About two years after achieving CR, he was readmitted to our hospital because of appetite loss and body weight loss of 10 kg over the past month in January 2016. PET-CT revealed no abnormal uptake of FDG in the whole body including his penis (Fig. 3b). MRI of the brain showed an abnormal mass lesion in the pituitary stalk. This mass showed mild homogeneous low intensity on T1-weighted images and mild homogeneous high intensity on T2-weighted images. The mass lesion was homogeneously gadolinium-enhanced (Fig. 4a). No abnormal cells were found in the cerebrospinal fluid. The basal levels of thyroid-stimulating hormone (TSH 0.024 μIU/mL, normal range 0.390-4.01), adrenocorticotropic hormone (ACTH 3.8 pg/mL, normal range 7.2-63.3), and cortisol (0.6 μg/dL, normal range 4.0-19.3) were low; and the basal level of prolactin (34.39 ng/mL, normal range 3.58-12.78) was high. The basal levels of growth hormone (GH 1.56 ng/mL, normal range below 2.47), luteinizing hormone (LH 0.21 mIU/mL, normal range 0.79-5.72), and follicle-stimulating hormone (FSH 0.92 mIU/mL, normal range 2.00-8.30) were within the normal range.
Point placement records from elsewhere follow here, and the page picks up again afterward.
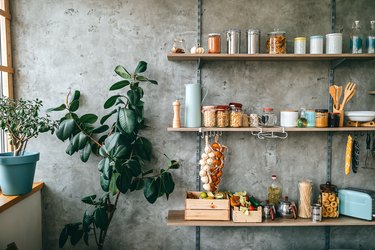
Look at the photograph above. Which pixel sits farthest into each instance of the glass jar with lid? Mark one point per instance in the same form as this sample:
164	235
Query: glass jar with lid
276	42
329	200
209	116
269	118
235	115
222	116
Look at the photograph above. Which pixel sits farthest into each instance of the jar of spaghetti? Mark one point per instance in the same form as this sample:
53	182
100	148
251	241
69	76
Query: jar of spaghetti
209	116
214	43
222	116
276	42
329	200
235	115
321	118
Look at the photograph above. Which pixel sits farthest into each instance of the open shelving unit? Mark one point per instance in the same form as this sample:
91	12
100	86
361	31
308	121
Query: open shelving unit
176	218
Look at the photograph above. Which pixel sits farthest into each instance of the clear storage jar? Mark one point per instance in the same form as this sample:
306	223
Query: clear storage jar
209	116
276	42
222	116
329	200
235	115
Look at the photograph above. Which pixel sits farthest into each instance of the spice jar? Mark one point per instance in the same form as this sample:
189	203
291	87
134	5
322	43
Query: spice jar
209	116
269	118
178	45
329	200
222	116
235	115
276	42
214	43
321	118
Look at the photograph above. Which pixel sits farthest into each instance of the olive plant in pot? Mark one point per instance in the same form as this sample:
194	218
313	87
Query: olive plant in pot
124	153
22	121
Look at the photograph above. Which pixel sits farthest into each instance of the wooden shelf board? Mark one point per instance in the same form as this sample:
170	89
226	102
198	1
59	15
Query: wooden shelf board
273	129
268	57
176	218
8	201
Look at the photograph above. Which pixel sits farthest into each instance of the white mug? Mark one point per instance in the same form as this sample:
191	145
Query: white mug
288	118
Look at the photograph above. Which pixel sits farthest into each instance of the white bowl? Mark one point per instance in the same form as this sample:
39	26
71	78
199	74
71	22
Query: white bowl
360	116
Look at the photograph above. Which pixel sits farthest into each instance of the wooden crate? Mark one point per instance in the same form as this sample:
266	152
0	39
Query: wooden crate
254	216
207	209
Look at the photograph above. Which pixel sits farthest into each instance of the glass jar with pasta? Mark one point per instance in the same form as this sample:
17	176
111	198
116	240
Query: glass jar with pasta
276	42
329	200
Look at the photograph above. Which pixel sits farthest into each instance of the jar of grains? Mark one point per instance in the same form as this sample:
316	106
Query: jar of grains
235	115
209	116
222	116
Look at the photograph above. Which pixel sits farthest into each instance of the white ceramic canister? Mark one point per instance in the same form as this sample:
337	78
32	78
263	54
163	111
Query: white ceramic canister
316	44
334	43
300	45
288	118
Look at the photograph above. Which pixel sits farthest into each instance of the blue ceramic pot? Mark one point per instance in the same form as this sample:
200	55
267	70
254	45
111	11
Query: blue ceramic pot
17	172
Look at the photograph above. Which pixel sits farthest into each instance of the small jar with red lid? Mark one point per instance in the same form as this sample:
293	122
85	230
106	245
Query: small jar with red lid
235	115
269	118
222	116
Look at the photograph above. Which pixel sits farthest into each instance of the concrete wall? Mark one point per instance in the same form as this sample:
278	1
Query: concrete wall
76	44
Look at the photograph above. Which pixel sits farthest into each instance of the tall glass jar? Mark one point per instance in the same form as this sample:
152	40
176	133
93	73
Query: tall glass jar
235	115
276	42
329	200
222	116
209	116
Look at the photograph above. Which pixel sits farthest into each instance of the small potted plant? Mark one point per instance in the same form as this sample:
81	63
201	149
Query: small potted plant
21	121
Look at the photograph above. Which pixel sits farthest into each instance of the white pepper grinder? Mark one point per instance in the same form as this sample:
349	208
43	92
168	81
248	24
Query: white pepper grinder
176	116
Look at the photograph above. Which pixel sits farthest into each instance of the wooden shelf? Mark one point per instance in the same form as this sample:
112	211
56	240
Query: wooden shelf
273	129
176	218
268	57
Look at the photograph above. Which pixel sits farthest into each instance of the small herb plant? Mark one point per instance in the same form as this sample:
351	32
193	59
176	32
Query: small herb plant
123	151
21	120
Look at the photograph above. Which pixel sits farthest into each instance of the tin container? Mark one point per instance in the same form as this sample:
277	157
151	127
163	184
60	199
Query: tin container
300	45
233	41
316	213
253	41
334	43
316	44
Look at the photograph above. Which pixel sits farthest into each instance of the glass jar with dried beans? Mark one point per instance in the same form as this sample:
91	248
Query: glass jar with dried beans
235	115
222	116
209	116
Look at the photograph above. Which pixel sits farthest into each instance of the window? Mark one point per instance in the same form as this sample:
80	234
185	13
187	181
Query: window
6	68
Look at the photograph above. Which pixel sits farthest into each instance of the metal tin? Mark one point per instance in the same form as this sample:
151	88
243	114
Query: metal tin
316	213
253	41
233	41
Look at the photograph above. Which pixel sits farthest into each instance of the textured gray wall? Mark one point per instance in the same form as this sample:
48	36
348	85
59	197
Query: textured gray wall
76	44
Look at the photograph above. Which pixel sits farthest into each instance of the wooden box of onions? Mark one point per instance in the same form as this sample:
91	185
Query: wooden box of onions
207	206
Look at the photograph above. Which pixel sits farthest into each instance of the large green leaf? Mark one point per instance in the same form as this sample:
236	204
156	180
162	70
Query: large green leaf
141	67
124	180
89	199
111	101
85	152
104	183
150	190
59	108
134	167
112	141
127	120
119	85
101	218
63	237
167	183
65	129
121	71
143	148
88	118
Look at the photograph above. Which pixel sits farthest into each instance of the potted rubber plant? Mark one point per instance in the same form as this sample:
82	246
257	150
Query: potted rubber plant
125	154
21	120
The loading test with 100 μg of growth hormone-releasing hormone (GRH), 200 μg of thyrotropin-releasing hormone (TRH), 100 μg of luteinizing hormone-releasing hormone (LH-RH), and 100 μg of corticotropin-releasing hormone (CRH) revealed rapid responses of GH, LH, FSH, and prolactin, but no response of TSH, a result consistent with hypopituitarism. We did not examine the vasopressin secretion because he did not demonstrate either polyuria or polydipsia.
Figure 4.
Coronal sections of pituitary MR images. (a) The mass in pituitary stalk was homogeneously gadolinium-enhanced before open biopsy. (b) The mass in the pituitary stalk disappeared after whole-brain radiotherapy. Subdural liquid collection was observed around the right temporal lobe after open biopsy.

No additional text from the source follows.